The clock expired on BP’s 48-hour observation period and the government added another day of critical monitoring. Scientists and engineers were optimistic that the well showed no obvious signs of leaks, but were still struggling to understand puzzling pressure readings emerging from the bottom of the sea.

It’s possible the past three days will be only a brief reprieve from the flow of oil bleeding into the gulf. Retired Coast Guard Admiral Thad Allen, the government’s point man on the crisis, decided yesterday that after the testing was complete, the cap will be hooked up through pipes to ships on the surface that will collect the oil.

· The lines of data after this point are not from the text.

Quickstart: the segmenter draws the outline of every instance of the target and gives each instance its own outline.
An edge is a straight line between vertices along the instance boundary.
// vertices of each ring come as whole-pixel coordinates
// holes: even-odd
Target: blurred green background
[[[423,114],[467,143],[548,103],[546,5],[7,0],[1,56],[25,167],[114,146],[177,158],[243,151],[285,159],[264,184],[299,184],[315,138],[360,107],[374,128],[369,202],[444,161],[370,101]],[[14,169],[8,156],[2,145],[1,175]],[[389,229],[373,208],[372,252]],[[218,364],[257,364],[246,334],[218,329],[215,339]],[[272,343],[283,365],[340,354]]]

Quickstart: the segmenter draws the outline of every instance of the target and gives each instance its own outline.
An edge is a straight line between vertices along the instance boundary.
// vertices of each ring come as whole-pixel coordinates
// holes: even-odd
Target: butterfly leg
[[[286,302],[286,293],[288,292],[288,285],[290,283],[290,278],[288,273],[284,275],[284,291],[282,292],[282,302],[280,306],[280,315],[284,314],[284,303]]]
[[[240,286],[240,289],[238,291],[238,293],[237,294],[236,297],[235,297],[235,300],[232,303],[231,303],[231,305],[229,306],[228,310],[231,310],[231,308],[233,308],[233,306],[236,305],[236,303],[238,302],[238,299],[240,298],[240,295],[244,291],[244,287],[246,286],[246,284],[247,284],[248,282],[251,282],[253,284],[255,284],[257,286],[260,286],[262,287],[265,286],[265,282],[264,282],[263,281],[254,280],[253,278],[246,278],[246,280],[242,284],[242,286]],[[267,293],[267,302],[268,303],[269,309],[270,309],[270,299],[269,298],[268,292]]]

That probably means releasing crude back into the water temporarily to relieve pressure. It still would not be gushing at the rate it had been before BP’s latest fix.

It will take months, or possibly years, for the gulf to recover. But if the coast was on edge about the impending decision, it wasn’t apparent. In fact, there were signs that people were trying to get life — or at least a small part of it — back to normal.

In coastal Alabama, lounge chairs for rent outside of hotels were full and swimmers bobbed in emerald green water virtually oil-free, save for a few small tar balls.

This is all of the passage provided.